Dumb modern computing question: Let's say you wanted to write and run programs written in x86 or x86-64 assembly language or raw machine code under a modem OS (Windows, linux). You wouldn't necessarily need them to run as standalone applications. How would you do that without having the OS explode or light you on fire?
My last experience with assembly was on the RC2014 running CP/M on a real Z80. You boot into the OS, Load your code into memory, jump to the top of your code, and your code either crashes, hangs, or exits cleanly hitting the end of memory and jumping back to the start where the operating system lives.
There's basically no protection or interference by the OS - the whole system is a marvel of simplicity that gives the illusion of a lot more complexity and smartness than is actually present.
For very good reasons, multiuser operating systems don't let you do this.

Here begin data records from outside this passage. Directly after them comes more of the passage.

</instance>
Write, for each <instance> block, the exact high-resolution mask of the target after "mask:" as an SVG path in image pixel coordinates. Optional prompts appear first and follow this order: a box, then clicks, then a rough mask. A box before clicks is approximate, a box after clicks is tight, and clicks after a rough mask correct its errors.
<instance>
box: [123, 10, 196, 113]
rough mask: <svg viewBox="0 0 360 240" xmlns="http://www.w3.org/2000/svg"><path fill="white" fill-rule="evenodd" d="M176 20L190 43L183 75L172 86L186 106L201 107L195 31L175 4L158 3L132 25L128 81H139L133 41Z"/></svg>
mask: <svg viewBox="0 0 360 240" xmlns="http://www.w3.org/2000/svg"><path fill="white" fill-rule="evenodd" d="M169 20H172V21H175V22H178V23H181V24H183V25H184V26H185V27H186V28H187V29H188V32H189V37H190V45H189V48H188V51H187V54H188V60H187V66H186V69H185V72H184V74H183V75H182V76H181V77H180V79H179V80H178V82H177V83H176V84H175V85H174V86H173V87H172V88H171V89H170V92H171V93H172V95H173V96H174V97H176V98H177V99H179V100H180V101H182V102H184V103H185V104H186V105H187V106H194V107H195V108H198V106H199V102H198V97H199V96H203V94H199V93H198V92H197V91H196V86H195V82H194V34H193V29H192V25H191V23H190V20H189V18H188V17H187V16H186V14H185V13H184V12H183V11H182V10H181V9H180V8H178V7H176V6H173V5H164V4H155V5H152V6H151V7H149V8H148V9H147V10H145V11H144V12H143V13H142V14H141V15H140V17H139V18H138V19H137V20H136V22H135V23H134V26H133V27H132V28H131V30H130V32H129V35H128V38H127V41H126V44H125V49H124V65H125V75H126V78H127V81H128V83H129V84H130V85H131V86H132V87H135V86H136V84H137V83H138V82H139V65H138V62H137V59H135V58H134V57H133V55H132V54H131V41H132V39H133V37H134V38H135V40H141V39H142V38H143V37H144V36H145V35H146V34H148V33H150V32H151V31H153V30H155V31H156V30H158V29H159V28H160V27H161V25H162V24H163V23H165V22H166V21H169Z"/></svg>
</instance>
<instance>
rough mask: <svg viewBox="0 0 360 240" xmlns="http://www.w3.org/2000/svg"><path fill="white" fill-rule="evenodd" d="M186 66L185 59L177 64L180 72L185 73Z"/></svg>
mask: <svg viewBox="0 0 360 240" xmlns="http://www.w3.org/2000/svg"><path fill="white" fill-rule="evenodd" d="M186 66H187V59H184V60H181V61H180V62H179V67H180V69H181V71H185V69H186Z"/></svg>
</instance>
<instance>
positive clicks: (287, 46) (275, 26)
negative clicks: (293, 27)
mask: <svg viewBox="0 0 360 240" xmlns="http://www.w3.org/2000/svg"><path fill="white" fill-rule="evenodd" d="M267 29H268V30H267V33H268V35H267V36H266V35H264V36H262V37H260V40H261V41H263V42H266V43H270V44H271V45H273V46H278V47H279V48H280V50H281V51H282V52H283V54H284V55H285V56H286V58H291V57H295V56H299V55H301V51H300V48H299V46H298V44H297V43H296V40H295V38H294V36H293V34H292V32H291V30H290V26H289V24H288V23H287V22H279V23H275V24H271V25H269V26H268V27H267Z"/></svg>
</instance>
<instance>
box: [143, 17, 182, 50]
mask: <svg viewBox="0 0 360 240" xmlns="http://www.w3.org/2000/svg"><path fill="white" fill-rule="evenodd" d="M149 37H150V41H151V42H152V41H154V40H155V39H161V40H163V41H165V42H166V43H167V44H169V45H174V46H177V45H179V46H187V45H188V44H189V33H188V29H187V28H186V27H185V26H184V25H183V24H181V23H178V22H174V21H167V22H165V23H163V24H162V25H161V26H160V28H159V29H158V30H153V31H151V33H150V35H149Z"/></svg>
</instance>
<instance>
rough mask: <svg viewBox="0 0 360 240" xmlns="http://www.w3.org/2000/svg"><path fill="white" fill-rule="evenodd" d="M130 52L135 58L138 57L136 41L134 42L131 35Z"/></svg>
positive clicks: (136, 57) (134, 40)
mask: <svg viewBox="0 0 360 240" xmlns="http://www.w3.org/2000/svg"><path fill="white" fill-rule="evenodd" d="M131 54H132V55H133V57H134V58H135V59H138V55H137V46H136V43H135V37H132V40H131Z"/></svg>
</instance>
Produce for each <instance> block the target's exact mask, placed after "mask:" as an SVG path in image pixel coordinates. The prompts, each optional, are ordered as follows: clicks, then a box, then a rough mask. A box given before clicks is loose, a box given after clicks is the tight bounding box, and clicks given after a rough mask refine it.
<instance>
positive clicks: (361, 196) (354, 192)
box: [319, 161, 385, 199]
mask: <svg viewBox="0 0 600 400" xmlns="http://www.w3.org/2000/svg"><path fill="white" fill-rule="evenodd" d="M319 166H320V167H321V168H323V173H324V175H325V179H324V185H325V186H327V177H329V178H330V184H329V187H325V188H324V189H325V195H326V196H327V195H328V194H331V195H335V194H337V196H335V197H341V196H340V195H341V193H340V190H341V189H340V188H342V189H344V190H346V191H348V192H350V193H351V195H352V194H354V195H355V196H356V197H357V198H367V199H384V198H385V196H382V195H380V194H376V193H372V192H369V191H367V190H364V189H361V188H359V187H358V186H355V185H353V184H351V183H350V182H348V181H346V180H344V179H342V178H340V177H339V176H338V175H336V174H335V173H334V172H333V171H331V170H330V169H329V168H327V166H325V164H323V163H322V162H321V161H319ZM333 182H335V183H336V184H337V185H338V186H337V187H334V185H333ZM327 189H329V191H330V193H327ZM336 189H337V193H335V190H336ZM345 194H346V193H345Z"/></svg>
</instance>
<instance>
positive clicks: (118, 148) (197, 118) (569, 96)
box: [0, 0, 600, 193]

I'm woefully ignorant of modern low-level programming and how to work within the OS's security framework without having to add a ton of baggage to a few dozen instructions.
I'm wondering if I should just punt on writing assembly for the machine's actual CPU and instead just learn how to use simh and do everything in emulation. The big picture goal is to simulate the process of writing and running scientific code as if it were 1955 and high-level languages don't yet exist. x86 or x86-64 have the benefit of being accessible and allowing both fixed and floating-point operations - I dont know that Z80, 8080, or 6502 allow that (floating point was often software only). Regardless, most people only have those systems available via emulation so if emulation is necessary, maybe emulating an IBM 704 or UNIVAC might be a better example than trying make code run on real x86-64 hardware.